Encoding difficulties

2019-09-11 07:28发布

问题:

I'm having some encoding problems with a code I'm working on. An encrypted string is received which is decoded with ISO-8859-1. This string is then put into a DB which has UTF-8 encoding. When this string is retrieved it's still ISO-8859-1, and there's no problems. The issue is that I also need to be able to retrieve this string as UTF-8, but I haven't been successfull in this.

I've tried to convert the string from ISO to UTF-8 when retrieved from the DB using this method:

private String convertIsoToUtf8(String isoLatin) {
    try {
        return new String(isoLatin.getBytes("ISO_8859_1"), "UTF_8");
    } catch (UnsupportedEncodingException e) {
        return isoLatin;
    }
}

Unfortunately, the special characters are just displayed as question-marks in this case.

Original string: Test æøå Example output after retriving from DB and converting to UTF-8: Test ???

Update: After reading the link provided in the comment, I managed to get it right.
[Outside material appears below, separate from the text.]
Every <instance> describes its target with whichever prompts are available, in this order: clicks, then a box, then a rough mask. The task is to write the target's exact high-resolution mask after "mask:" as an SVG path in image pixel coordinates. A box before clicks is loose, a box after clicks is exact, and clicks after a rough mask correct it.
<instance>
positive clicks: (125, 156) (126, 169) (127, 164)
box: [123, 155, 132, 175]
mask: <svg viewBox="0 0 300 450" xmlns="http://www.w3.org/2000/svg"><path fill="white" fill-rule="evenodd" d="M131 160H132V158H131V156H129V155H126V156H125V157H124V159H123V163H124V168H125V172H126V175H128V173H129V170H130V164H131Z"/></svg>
Since the DB is already UTF-8 encoded, all I needed to do was this:

return new String(isoLatin.getBytes("UTF-8"));

回答1:

When you already have a String-object it is usually too late to correct any encoding-issues since some information may already have been lost - think of characters that can't be mapped one-to-one onto to java's internal UTF-16 representation.

The correct place to handle character-ecoding is the moment you get your Strings: when reading input from a file (set the correct encoding on your InputStreamReader), when converting the byte[] you got from decryption, when reading from the database (this should be handeled by your JDBC-driver) etc.
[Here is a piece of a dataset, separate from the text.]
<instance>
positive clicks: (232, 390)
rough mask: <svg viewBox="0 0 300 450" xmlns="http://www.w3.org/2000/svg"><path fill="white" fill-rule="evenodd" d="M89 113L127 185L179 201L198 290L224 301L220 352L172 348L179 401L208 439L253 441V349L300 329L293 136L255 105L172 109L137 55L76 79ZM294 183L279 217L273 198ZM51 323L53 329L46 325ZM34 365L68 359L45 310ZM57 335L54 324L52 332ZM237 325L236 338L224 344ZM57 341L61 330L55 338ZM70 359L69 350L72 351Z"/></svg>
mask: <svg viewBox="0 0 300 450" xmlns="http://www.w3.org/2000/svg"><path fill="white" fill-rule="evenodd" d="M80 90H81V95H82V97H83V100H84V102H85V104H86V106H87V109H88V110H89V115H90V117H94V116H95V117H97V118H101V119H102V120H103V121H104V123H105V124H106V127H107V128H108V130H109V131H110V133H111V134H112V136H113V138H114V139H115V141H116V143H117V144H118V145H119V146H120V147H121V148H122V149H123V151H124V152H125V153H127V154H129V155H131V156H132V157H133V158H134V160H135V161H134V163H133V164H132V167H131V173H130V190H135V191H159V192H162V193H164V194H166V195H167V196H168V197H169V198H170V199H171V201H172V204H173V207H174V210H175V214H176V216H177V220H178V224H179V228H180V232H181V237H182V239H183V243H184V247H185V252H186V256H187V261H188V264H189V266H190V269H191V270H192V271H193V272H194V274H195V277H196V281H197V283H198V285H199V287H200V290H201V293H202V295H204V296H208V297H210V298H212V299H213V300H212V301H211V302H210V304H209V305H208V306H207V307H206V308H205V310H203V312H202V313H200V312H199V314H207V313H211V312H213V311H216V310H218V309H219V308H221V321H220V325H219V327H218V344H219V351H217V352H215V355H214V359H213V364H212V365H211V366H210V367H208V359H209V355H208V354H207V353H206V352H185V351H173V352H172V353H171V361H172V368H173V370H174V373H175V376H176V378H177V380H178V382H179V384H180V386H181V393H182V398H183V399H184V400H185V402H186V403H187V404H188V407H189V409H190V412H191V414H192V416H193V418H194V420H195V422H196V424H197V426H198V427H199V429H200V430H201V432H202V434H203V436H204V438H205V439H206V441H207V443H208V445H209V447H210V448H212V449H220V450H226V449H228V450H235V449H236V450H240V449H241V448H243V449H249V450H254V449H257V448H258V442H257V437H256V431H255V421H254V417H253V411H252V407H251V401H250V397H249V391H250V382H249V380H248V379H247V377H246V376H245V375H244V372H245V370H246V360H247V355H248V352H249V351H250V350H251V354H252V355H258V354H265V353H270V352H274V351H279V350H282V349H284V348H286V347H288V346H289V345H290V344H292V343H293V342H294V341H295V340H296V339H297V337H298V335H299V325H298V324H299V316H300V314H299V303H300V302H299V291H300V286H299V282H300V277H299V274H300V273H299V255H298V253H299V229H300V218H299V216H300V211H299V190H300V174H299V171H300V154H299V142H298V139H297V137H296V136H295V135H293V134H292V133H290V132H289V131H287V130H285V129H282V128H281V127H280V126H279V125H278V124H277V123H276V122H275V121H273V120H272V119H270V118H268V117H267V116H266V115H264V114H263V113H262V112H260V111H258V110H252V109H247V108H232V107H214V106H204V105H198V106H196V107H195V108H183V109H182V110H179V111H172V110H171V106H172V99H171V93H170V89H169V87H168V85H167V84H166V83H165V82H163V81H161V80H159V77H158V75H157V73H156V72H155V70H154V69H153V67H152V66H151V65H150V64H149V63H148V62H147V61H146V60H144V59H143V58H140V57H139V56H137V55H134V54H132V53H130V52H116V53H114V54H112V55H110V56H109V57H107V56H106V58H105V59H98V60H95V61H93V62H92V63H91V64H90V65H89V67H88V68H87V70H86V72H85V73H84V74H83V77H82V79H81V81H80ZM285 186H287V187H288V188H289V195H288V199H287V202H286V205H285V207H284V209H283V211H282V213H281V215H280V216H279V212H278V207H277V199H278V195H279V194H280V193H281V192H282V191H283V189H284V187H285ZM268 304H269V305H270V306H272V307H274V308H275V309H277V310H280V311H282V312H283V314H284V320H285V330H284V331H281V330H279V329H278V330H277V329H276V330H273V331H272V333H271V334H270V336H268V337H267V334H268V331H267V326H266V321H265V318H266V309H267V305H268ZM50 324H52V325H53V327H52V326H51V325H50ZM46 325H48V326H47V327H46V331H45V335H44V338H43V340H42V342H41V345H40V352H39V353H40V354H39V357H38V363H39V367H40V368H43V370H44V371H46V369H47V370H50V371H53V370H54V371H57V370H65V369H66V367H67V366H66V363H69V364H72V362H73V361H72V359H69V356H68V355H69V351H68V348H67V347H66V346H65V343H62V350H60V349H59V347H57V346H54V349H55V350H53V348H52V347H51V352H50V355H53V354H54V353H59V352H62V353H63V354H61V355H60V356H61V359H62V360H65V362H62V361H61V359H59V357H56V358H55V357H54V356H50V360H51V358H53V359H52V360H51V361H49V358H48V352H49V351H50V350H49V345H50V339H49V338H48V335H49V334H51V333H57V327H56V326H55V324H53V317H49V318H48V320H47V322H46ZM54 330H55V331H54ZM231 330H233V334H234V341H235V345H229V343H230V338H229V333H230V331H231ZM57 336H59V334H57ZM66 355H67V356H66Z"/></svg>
Also take care to correctly handle the encoding when doing the reverse. While it might seem to work OK most of the time when you use the default-encoding you might run into issues sooner or later that become difficult to impossible to resolve (as you do now).

P.S.: also keep in mind what tool you are using to display your output: some consoles won't display UTF-16 or UTF-8, check the encoding-settings of the editor you use to view your files etc. Sometimes your output might be correct and just can't be displayed correctly.